Longfei Wu

Research Project – Longfei Wu/Jan Philipp Hofmann

The request for sustainable energy is one of the top priorities on the world’s strategic research agenda. Sunlight is an abundant renewable energy source and only 1.2 hours of sunlight correspond to the global energy consumption for a whole year. Photoelectrochemical (PEC) water splitting is an attractive approach to generate hydrogen as a clean chemical fuel from solar energy. Concerning photovoltaics, the unique properties of iron pyrite (FeS2), which include an exceptionally large optica absorption coefficient in the visible region (α>105 cm-1 at hν >1.5 eV), suitable band gap (~0.95 eV), large element abundance, nontoxicity, as well as low material refinement costs, make it a promising candidate material to address the Solar Fuel challenge. The high absorption coefficient of iron pyrite provides a unique opportunity among inorganic materials to incorporate a very thin absorption layer (<100 nm) in a light harvesting device to capture most of the incident solar radiation. However, the material suffers from thermodynamically unstable particle surfaces which are terminated with sulfur dimers caused sulfur vacancies and phase impurities that leads to a high dark current. Therefore, a protection layer is needed to inhibit deleterious reactions. For this project, we will choose MoS2, with a bulk band gap of 1.2 eV, as the protection layer. MoS2 has previously been shown to be a stable and active hydrogen evolution reaction (HER) catalyst. This material is therefore a suitable candidate for combining catalyst and protection layer functionality in only one material.

Pyrite thin films have been synthesized by various techniques, however, pyrite growth by CVD provides a suitable way to obtain phase pure pyrite films with large grain size, less defect sites and a controllable thickness.
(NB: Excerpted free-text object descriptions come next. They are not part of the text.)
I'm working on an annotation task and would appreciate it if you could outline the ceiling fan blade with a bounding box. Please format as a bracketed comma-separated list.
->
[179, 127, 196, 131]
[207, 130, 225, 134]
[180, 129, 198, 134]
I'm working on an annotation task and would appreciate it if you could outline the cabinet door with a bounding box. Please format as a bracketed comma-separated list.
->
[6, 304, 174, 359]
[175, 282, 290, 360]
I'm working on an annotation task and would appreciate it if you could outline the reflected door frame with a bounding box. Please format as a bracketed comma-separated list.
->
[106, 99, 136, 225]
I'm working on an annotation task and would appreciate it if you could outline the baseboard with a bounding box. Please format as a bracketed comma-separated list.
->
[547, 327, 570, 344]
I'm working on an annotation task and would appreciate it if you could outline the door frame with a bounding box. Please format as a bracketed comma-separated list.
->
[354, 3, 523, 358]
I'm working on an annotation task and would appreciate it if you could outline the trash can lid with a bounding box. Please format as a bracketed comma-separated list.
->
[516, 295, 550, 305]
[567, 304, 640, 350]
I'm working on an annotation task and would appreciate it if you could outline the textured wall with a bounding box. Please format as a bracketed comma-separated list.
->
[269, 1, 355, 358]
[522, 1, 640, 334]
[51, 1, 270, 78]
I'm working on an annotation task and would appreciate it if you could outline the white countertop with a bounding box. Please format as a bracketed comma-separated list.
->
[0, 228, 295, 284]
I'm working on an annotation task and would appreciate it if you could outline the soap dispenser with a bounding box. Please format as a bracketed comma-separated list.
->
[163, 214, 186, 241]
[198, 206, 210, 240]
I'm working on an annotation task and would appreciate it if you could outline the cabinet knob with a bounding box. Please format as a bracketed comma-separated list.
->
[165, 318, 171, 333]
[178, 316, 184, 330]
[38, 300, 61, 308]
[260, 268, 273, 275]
By changing metal precursors, MoS2 can be grown on top of iron pyrite. The as-obtained multilayer sulfides will be explored as photo cathodes for the solar-driven hydrogen evolution reaction.

For better understanding of the construction of multilayer sulfide films and their photoelectrochemical properties, the project is mainly focused on the following tasks:

  1. Controllable synthesis of iron pyrite films by CVD and evaluation of photovoltaic properties
  2. Layered growth of MoS2 on pyrite films and film composition analysis by XPS
  3. Study of photoelectrocatalytic properties of as-prepared multilayer films by photoelectrochemical methods and stability assessment towards photocorrosion


 [1]     N. Berry, M. Cheng, C.L. Perkins, M. Limpinsel, J. C. Hemminger and M. Law, “Atmospheric-Pressure Chemical Vapor Deposition of Iron Pyrite Thin Films.” Adv. Energy Mater., 2 (2012) 1124–35.

[2]      S. Seefeld, M. Limpinsel, Y. Liu, N. Farhi, A. Weber, Y. Zhang, N. Berry, Y. J. Kwon, C. L. Perkins, J. C. Hemminger, R. Wu and M. Law, “Iron Pyrite Thin Films Synthesized from an Fe(acac)3 Ink.” J. Am. Chem. Soc., 135 (2013), 4412-24.